New York’s Tammany Hall, byword for corruption, gets landmark status
Jonathan Allen Reuters reports for Chicago Tribune.
[Credit: Beyond My Ken/Wikimedia Commons]
The former home of Tammany Hall, which became a byword for patronage and corruption as the headquarters of New York City’s powerful Democratic political machine, has been declared a historic landmark. A vote to protect the four-story neo-Georgian building in Union Square was held on Tuesday by the city Landmarks Preservation Commission.
The building was completed in 1929, only a couple of years before Tammany began losing its grip on city politics and its power to control elections. It served as the final headquarters of the political machine that dominated 19th-century and early 20th-century New York City politics.

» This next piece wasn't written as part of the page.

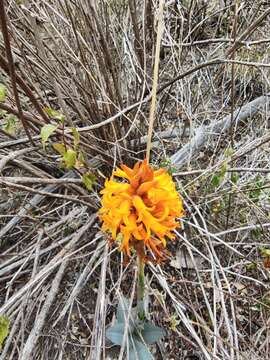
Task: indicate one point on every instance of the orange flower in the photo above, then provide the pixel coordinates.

“The architecture is interesting, evocative and referential, but the history of Tammany makes it stand out,” commission chairman Robert Tierney said in a statement. The Tammany Society was founded in the late 1780s as a social club but quickly morphed into a powerful vote-delivering machine. It courted the city’s exploding immigrant populations, particularly those from Ireland, with jobs, hand-outs and legal services that sometimes amounted to bribing the authorities, in exchange for votes for Tammany candidates.
In 1925 Tammany helped elect Mayor Jimmy Walker, a popular figure whose tenure was known for its proliferation of speak-easies, which illegally served alcohol during Prohibition, until the 1929 stock-market crash. Walker was forced to resign in 1932 amid a corruption scandal. Franklin D. Roosevelt, who for decades opposed Tammany as a New York politician and governor, was elected U.S. president the same year and swiftly ended Tammany’s federal patronage. Before the year was out, Fiorello LaGuardia, a non-Tammany candidate, was elected New York City mayor. Tammany Hall never recovered its footing.
The colonnaded building now houses a film school, a theater and shops.